J.D. Power's 2025 U.S. Direct Banking Satisfaction Study put online-only direct bank checking accounts at 692 satisfaction points, 24 points above regional banks and 35 above national banks. That lead is real. It is driven by interface simplicity, fast onboarding, and no fees. Those things matter to consumers.

But the same study contained a number that gets far less attention: 28% of neobank customers reported a problem or complaint in the prior 12 months. For traditional online banks, that number was 23%. Neobanks win on experience and lose on reliability.

Community banks have something neobanks are spending years and billions trying to acquire. The right question is whether they are using it.

What Neobanks Actually Got Right

Three things, specifically.

Speed of onboarding. Chime can open an account in two minutes. Community bank account opening, even digitally, routinely takes 15 to 30 minutes and often requires a branch visit to complete. The onboarding experience is the first impression, and first impressions determine whether a new borrower explores more products or files your institution under "too much friction."

No fees. Neobanks built their customer acquisition model around eliminating the fees that community banks historically relied on: overdraft fees, monthly maintenance fees, minimum balance requirements. Whether this is sustainable is a separate question. What matters is that it changed customer expectations permanently.

Mobile-first design. Fintech applications reduce scrolling, use drop-down menus instead of free-text fields, pre-fill from linked accounts or prior data, and build save-and-resume into every high-friction flow. The application is designed for a thumb, not a mouse. Community bank digital applications are typically designed for a desktop and tested on a phone as an afterthought.

These are real advantages. They are also all replicable.

What Neobanks Cannot Replicate

The Chime story that does not get told in the press release is the enforcement action.

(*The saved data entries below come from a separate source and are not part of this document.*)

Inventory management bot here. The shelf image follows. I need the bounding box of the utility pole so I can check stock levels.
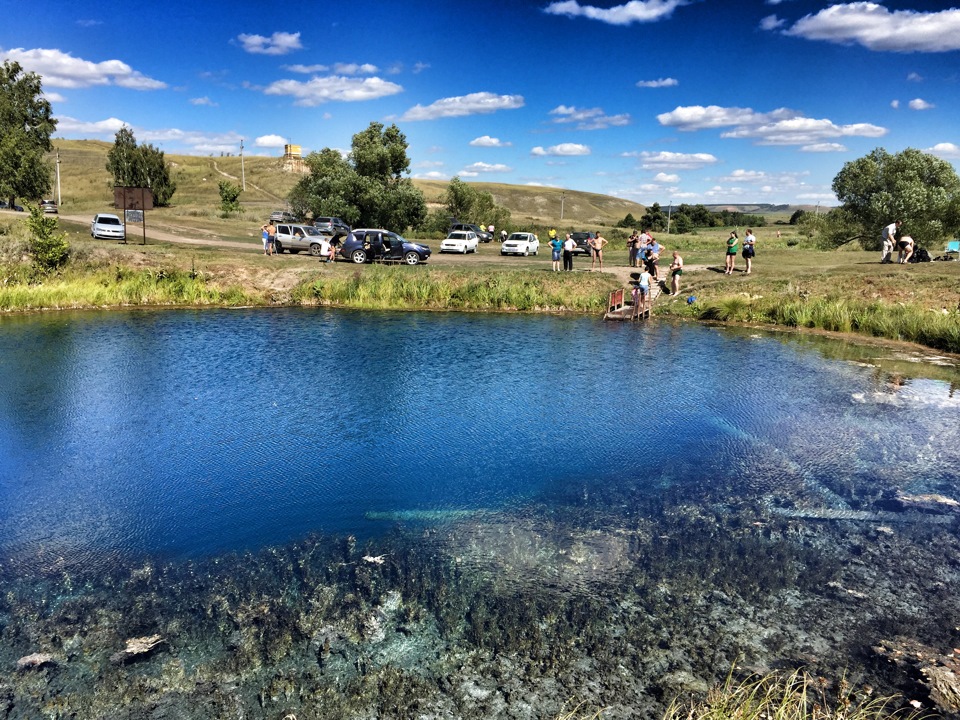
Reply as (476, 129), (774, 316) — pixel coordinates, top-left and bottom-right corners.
(240, 138), (247, 190)
(57, 148), (63, 208)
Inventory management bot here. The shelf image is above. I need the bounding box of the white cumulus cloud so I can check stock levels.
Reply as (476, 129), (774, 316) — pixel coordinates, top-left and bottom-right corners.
(263, 75), (403, 107)
(237, 32), (303, 55)
(543, 0), (690, 25)
(639, 151), (719, 170)
(400, 92), (523, 120)
(253, 135), (287, 148)
(637, 78), (680, 88)
(460, 162), (513, 175)
(530, 143), (590, 157)
(0, 48), (167, 90)
(657, 105), (887, 145)
(550, 105), (630, 130)
(784, 2), (960, 53)
(924, 143), (960, 160)
(470, 135), (513, 147)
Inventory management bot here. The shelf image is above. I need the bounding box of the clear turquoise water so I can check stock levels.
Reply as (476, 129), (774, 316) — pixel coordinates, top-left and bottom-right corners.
(0, 308), (960, 574)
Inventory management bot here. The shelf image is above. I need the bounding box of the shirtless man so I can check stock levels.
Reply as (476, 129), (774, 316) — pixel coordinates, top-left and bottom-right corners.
(590, 230), (609, 270)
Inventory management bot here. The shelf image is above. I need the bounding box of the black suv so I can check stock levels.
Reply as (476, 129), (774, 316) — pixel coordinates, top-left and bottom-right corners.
(313, 217), (350, 238)
(570, 232), (594, 255)
(340, 230), (430, 265)
(450, 223), (493, 242)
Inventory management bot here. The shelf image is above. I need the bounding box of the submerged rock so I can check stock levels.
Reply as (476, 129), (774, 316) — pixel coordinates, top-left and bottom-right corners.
(17, 653), (59, 670)
(110, 635), (166, 665)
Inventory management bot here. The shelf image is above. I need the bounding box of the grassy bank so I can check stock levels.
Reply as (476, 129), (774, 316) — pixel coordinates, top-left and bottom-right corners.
(292, 266), (615, 313)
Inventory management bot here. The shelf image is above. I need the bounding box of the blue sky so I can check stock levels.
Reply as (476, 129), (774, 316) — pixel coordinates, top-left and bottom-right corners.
(0, 0), (960, 205)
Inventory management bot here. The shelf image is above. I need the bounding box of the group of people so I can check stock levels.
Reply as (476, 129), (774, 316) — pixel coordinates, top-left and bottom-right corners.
(880, 220), (914, 265)
(723, 228), (757, 275)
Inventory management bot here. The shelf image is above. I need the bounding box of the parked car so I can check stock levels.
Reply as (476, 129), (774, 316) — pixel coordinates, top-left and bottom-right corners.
(90, 213), (127, 240)
(313, 217), (350, 237)
(440, 230), (480, 255)
(270, 210), (297, 222)
(500, 233), (540, 255)
(570, 232), (594, 255)
(450, 223), (493, 242)
(340, 229), (430, 265)
(273, 228), (329, 257)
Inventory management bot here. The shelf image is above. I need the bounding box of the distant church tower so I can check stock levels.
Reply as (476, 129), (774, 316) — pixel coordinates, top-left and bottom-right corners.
(280, 144), (307, 173)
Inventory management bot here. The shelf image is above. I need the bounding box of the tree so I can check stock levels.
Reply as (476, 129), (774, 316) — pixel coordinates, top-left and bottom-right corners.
(0, 60), (57, 205)
(640, 203), (667, 230)
(288, 122), (427, 231)
(218, 180), (243, 216)
(670, 212), (693, 235)
(443, 177), (510, 227)
(27, 205), (70, 272)
(833, 148), (960, 250)
(107, 125), (177, 207)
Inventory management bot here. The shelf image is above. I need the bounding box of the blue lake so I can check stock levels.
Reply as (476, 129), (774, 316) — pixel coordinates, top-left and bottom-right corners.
(0, 308), (960, 720)
(0, 309), (960, 572)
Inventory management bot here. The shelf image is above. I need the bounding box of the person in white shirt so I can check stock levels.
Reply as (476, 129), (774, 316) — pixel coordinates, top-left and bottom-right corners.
(880, 220), (903, 263)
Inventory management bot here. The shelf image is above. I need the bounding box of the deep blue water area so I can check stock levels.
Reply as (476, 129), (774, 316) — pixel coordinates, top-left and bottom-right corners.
(0, 308), (960, 573)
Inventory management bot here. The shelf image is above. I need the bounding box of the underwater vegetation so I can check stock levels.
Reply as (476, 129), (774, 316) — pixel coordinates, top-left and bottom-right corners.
(0, 489), (960, 720)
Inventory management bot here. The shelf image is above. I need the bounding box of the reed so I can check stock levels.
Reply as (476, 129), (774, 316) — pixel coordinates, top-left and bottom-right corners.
(658, 288), (960, 353)
(664, 670), (917, 720)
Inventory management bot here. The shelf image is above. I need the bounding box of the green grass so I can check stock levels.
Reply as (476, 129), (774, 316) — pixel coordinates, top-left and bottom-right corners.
(663, 670), (918, 720)
(292, 265), (613, 313)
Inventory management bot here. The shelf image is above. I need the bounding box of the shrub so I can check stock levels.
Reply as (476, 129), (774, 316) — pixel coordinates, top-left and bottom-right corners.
(27, 206), (70, 272)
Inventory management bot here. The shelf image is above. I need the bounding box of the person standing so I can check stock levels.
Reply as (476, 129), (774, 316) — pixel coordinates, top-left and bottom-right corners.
(590, 230), (608, 270)
(550, 232), (563, 272)
(880, 220), (903, 265)
(627, 230), (640, 267)
(670, 250), (683, 295)
(743, 228), (757, 275)
(723, 230), (740, 275)
(637, 269), (653, 317)
(644, 237), (663, 282)
(563, 233), (577, 271)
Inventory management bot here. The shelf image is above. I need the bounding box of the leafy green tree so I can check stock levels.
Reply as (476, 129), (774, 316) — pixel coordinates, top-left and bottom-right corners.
(27, 205), (70, 272)
(640, 203), (667, 231)
(0, 60), (57, 205)
(107, 125), (177, 207)
(288, 122), (427, 231)
(217, 180), (243, 216)
(833, 148), (960, 250)
(670, 212), (693, 235)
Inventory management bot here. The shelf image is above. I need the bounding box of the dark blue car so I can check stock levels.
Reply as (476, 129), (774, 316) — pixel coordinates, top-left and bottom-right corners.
(340, 230), (430, 265)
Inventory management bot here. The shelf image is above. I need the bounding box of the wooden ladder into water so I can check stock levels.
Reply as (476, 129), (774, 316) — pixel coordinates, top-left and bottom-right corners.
(603, 273), (663, 321)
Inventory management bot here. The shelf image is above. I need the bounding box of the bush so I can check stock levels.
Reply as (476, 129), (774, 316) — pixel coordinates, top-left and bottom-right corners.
(27, 206), (70, 272)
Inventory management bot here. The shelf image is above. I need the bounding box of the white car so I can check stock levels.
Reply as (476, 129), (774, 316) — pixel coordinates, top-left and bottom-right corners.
(90, 213), (127, 240)
(440, 230), (480, 255)
(500, 233), (540, 255)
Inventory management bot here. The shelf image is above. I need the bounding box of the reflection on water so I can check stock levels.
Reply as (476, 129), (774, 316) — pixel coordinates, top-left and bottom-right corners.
(0, 309), (960, 717)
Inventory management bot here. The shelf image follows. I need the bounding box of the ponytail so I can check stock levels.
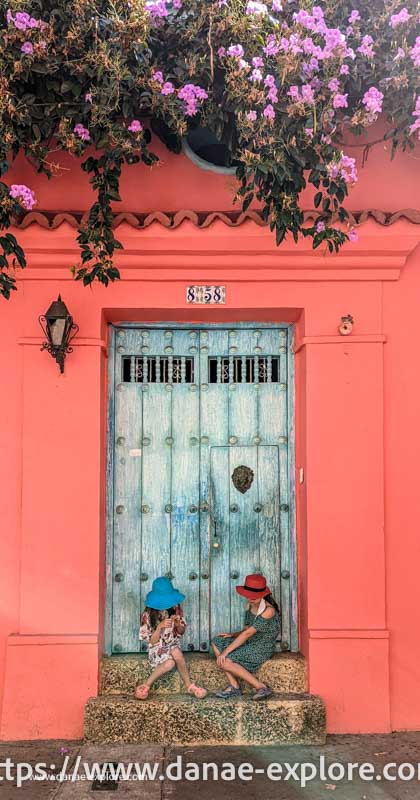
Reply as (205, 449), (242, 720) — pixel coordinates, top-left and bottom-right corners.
(264, 594), (280, 614)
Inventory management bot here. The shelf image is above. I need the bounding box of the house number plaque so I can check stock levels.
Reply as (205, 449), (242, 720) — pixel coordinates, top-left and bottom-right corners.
(187, 286), (226, 305)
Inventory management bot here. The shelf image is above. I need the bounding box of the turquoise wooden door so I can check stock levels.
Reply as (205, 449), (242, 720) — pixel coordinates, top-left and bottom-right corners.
(210, 445), (281, 638)
(107, 325), (297, 653)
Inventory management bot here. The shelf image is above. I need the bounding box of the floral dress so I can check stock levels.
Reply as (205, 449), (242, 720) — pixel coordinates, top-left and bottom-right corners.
(212, 609), (280, 672)
(139, 606), (187, 667)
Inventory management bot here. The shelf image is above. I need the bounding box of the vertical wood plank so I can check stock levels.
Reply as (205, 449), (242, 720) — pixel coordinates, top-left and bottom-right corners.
(228, 446), (260, 631)
(258, 445), (281, 638)
(171, 331), (200, 650)
(141, 330), (172, 616)
(112, 331), (142, 652)
(210, 447), (231, 637)
(199, 327), (230, 643)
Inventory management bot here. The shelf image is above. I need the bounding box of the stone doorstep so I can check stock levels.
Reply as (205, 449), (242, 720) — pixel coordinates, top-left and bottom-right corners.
(84, 693), (326, 745)
(99, 653), (307, 695)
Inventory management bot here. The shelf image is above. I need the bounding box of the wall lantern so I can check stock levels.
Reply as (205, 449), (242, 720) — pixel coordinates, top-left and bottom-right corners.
(39, 295), (79, 372)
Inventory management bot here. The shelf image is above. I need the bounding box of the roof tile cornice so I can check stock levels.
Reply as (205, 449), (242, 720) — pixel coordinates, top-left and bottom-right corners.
(14, 208), (420, 230)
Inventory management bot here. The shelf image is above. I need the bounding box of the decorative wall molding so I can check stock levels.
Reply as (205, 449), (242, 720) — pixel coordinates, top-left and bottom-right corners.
(14, 208), (420, 230)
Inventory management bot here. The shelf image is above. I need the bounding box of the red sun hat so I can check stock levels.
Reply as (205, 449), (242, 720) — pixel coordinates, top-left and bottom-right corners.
(235, 573), (271, 600)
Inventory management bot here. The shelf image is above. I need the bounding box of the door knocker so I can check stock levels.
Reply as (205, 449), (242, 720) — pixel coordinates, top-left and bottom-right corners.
(232, 464), (254, 494)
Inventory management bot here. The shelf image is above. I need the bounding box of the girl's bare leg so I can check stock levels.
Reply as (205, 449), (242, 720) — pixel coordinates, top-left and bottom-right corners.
(222, 658), (265, 689)
(211, 642), (239, 689)
(145, 658), (175, 686)
(171, 647), (192, 689)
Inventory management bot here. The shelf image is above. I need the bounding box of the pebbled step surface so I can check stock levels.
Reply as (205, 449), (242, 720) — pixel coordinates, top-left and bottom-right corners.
(100, 653), (307, 696)
(84, 693), (326, 745)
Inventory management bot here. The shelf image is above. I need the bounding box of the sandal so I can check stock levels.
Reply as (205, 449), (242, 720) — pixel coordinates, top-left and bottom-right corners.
(135, 683), (150, 700)
(215, 684), (242, 700)
(251, 686), (274, 700)
(187, 683), (207, 700)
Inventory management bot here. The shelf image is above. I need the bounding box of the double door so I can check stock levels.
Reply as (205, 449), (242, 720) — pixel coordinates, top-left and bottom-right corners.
(107, 326), (296, 653)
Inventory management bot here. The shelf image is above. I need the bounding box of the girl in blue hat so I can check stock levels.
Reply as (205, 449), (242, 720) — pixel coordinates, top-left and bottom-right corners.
(135, 576), (207, 700)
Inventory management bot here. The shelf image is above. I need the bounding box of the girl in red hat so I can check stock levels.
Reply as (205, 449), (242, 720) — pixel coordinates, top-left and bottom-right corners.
(211, 574), (280, 700)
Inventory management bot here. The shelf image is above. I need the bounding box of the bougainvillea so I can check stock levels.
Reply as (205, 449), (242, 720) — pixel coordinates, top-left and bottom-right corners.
(0, 0), (420, 297)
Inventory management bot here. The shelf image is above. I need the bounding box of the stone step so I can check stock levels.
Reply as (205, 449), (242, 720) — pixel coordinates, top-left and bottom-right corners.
(99, 653), (307, 695)
(84, 693), (325, 745)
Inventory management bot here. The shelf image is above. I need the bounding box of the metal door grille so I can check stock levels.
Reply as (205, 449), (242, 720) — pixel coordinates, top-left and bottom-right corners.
(122, 356), (194, 383)
(208, 356), (280, 383)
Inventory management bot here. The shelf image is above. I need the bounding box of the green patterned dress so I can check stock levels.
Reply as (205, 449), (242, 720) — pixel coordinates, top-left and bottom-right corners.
(212, 609), (280, 672)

Chime accumulated more than 920 CFPB complaints since 2020, nearly 200 involving accounts that were locked with customer funds trapped inside. In May 2024, the CFPB ordered Chime to pay millions after the company failed to return funds within 14 days of account closure. Some customers waited more than 90 days for their own money back. For comparison, Wells Fargo generated 317 similar complaints over the same period.

That is a customer service problem at scale with no branch to walk into and no loan officer to call.

The Synapse bankruptcy in April 2024 made the structural risk explicit. When the BaaS middleware provider that linked several neobanks to their sponsor banks filed for bankruptcy, approximately $85 million in customer deposits became inaccessible for months. A shortfall of $65 to $96 million was identified that FDIC coverage could not resolve because the account ledgers were contradictory. Customers had done nothing wrong and could not access their money.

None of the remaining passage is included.